Not if You Were the Last Short Story on Earth: April 2016
Every Heart a Doorway is a gorgeous, perfect novella from the twisted mind of Seanan McGuire, published by Tor.com. Part love letter (and suspicious side-eye) to the popular trope of children’s literature about accidental doorways into magical worlds, part slasher movie.
Seriously, it’s like all of my favourite fantasy novels of all time ganged up on each other for a game of murder that got a little too real.
Nancy is a wonderful, sad, thoroughly complex heroine, still mourning that she was made to leave the Land of the Dead (and still, like many other children at Eleanor West’s Home For Wayward Children, waiting and hoping to be invited back to her beloved magical land). Her new friends at the school are equally layered and fascinating, from Kade, the trans boy who was rejected from his magical land for not being the princess they thought he was (SO SAD) to bleak, former-assistant-to-mad-scientist Jack, and her pale, vampire groupie sister, Jill.
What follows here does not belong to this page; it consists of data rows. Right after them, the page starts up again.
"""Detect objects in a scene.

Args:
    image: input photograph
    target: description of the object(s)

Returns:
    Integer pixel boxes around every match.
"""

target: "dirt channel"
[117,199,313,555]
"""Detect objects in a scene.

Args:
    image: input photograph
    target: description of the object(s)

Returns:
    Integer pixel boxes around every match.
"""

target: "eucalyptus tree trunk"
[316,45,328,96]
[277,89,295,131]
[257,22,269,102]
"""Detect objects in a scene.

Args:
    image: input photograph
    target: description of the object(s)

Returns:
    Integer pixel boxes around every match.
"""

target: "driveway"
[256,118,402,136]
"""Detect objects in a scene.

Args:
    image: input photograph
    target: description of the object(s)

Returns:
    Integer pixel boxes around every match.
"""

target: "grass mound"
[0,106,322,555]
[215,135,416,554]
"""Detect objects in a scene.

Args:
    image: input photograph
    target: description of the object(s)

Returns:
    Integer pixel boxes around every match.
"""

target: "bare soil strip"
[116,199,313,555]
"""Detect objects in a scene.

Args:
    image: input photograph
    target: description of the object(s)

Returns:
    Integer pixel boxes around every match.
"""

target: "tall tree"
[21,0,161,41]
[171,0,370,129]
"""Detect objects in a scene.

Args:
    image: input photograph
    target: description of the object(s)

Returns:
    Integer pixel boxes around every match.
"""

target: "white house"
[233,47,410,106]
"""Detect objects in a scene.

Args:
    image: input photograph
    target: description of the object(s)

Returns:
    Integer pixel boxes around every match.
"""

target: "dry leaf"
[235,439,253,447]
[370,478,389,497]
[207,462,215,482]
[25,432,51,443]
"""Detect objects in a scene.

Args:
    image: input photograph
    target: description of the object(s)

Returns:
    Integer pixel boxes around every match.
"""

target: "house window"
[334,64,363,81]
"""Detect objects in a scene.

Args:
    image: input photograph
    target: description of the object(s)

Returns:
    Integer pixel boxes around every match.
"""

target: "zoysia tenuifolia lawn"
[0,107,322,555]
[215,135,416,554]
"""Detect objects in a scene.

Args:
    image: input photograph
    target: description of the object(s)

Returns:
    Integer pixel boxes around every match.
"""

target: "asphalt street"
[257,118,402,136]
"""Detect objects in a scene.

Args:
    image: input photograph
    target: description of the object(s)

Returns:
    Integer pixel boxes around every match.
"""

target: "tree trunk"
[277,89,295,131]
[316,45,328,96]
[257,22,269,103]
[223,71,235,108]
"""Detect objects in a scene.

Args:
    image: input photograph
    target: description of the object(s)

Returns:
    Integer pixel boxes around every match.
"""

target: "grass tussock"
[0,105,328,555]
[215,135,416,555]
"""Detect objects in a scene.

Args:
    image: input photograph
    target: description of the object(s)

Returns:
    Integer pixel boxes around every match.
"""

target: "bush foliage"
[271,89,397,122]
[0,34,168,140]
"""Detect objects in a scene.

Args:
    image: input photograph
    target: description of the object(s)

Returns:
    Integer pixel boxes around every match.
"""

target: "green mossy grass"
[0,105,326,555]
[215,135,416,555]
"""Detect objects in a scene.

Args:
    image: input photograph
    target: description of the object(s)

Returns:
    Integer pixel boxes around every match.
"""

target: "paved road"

Each of these children are shaped by the magical land they visited, and have been sent away from parents who can’t accept the change in them since their return.
Every Heart a Doorway is so sad and beautiful and clever and I can’t recommend this novella enough.
Kate Orman is one of those writers who I always make the time to read when a new (rare) story makes its way out into the world! “Keeping Mum” (Cosmos Online) is an emotionally fraught story about alien linguistics, brain surgery and how a distant race could invade the Earth without even setting foot here, by gifting us with advanced communication and cognitive skills.
“Touring with the Alien,” by Carolyn Ives Gilman (Clarkesworld) deals with similar ideas to Orman’s story – humans who are altered in order to more effectively communicate with an unseen, unknowable alien lifeform – but this version is told as a dark, thought-provoking road trip between an confused, uptight alien host and his security detail – a woman still working through her own personal demons.
“The Destroyer,” by Tara Isabella Burton (Tor.com), is a weird and wonderful (and utterly horrid) mother-daughter mad scientist/robotics story, based in an alternate Rome [so basically, yes, a short story designed to hit all my buttons and become an instant favourite]. I’ve never read anything by Burton before, but will now be watching out for her name! Loved this piece so much.